In S1, the direction of travel of the front and rear vehicles is defined as the x-axis, the direction perpendicular thereto is defined as the y-axis, and the speed at which the rear vehicle HC is traveling is defined as the v-axis _xHC (t) and the speed in the y-axis direction thereof is 0 (V) _yHC (t) ═ 0); the QC of the front vehicle drives at a speed V _xQC (t) and V _yQC (t) when the front vehicle is changing lanes, the speed V of the front vehicle in the y-axis direction _yQC (t) ≠ 0, where t is the point in time when the leading vehicle starts to lane change, then the leading vehicle lane change results in an offset angle θ (t) on the y-axis:

X _HC (t)＜X _QC (t)-L _QC cos[θ(t)] (2)

in the formula (3), a _xHHC (τ) and a _xQC (τ) is the moving acceleration of the rear vehicle and the front vehicle in the direction of travel (x-axis), v _xHC (0) And v _xQC (0) The initial speeds of the rear car and the front car are respectively.

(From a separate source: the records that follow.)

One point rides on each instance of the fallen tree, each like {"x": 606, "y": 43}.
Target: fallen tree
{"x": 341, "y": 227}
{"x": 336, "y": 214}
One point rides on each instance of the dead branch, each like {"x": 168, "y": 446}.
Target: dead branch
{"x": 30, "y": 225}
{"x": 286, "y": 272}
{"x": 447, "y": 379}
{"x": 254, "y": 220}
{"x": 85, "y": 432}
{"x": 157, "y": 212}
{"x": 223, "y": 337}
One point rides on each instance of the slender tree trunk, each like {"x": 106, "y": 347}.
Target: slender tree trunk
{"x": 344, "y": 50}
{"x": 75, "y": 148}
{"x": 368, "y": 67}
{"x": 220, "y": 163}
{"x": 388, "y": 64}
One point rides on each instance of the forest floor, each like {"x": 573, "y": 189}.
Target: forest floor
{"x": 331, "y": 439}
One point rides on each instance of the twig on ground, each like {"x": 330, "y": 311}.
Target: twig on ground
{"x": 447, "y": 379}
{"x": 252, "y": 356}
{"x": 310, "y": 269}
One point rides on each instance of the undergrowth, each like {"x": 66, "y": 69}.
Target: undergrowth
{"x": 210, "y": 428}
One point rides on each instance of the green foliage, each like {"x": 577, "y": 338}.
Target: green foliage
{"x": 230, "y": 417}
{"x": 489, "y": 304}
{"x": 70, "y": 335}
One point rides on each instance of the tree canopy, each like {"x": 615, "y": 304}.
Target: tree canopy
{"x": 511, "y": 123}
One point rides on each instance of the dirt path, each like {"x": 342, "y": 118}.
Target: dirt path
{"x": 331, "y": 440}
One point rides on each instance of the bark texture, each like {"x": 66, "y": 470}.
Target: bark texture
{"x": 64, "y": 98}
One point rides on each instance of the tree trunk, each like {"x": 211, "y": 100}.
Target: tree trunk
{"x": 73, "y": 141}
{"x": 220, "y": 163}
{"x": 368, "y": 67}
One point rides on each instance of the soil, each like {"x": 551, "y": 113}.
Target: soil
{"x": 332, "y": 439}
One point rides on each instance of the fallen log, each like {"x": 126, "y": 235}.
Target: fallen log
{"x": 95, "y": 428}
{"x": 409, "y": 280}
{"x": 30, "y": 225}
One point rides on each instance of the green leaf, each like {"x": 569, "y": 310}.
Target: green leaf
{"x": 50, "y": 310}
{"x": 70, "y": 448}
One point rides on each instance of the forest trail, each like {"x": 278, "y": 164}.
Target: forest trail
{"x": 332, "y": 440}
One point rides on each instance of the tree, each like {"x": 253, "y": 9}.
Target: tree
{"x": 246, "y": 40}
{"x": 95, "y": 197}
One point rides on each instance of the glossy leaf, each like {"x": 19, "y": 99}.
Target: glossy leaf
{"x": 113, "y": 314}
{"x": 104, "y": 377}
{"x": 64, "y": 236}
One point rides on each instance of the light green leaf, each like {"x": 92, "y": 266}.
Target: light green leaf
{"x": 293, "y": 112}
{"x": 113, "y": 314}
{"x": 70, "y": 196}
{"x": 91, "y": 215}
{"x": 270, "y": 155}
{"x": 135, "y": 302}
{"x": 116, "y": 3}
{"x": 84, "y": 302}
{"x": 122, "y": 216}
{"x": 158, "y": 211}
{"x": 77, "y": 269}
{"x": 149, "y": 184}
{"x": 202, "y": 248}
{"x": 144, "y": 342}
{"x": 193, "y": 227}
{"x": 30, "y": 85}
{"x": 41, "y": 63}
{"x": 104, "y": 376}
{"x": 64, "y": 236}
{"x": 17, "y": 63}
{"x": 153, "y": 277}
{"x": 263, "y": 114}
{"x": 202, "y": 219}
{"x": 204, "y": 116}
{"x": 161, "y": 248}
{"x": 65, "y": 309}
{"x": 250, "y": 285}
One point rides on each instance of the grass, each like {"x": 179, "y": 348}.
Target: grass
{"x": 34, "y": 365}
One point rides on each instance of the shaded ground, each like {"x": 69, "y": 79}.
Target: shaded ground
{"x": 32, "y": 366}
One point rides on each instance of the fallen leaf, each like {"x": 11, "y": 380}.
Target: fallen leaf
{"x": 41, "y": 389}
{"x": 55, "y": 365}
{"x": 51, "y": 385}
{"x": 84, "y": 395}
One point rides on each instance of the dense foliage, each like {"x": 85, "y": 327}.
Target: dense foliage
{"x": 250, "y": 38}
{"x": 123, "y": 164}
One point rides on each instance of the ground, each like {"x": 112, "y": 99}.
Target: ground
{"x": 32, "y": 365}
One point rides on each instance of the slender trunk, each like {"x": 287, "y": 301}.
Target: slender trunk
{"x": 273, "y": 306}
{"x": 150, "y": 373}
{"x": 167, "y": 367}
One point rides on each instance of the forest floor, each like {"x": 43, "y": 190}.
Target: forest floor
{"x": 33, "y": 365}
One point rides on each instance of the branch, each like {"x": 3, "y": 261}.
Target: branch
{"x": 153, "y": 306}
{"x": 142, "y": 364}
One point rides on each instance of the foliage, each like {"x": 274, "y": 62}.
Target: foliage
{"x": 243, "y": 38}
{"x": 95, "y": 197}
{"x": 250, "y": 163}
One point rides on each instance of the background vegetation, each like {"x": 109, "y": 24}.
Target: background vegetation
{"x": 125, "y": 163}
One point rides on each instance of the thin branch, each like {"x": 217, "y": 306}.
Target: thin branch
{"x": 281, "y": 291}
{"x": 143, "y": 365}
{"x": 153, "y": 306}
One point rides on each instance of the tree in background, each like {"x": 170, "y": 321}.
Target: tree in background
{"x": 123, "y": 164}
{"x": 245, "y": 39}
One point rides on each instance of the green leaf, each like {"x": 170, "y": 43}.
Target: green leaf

In S2, if the front vehicle, which is originally driving in the same lane as the rear vehicle, suddenly brakes, the rear vehicle also needs to recognize and make an appropriate judgment and brake to avoid collision, and the braking process of the driver driving the vehicle is divided into three stages: the driver reacts time t1, the braking force is enhanced t2 and the brake is continuously applied t3, and the braking distance is as follows due to the automatic braking, i.e. t1 is 0:

x _Δ (t)＝x _Δ (0)+x _QC (t)-x _HC (t)

＝x _Δ (0)+x _QC (t)-x _bH C(t) (5)

x _A (t)＞L _p (6)

in S3, a pedestrian or other stationary obstacle suddenly appears right ahead of the travel of the vehicle HC, and since the pedestrian or obstacle is almost at a standstill in the travel direction with respect to the vehicle, x can be simplified based on the formula (5) _QC (t) 0, and obtaining the distance between the rear vehicle and the pedestrian or other obstacles XR in the braking process as follows:

x _Δ (t)＝x _Δ (0)-x _bHC (t) (7)

x _Δ (t)＞0 (8)

at S4, sudden braking in an emergency situation may cause a physical and psychological discomfort to the passenger, and the violent inertia may even cause a physical injury to the vehicle occupants, and the passenger discomfort may be related to not only the acceleration or deceleration of the vehicle, but also the jerk due to the braking discontinuity, which may be quantitatively calculated as a change in the acceleration:

wherein the maximum value of the acceleration is 4m/s ² 。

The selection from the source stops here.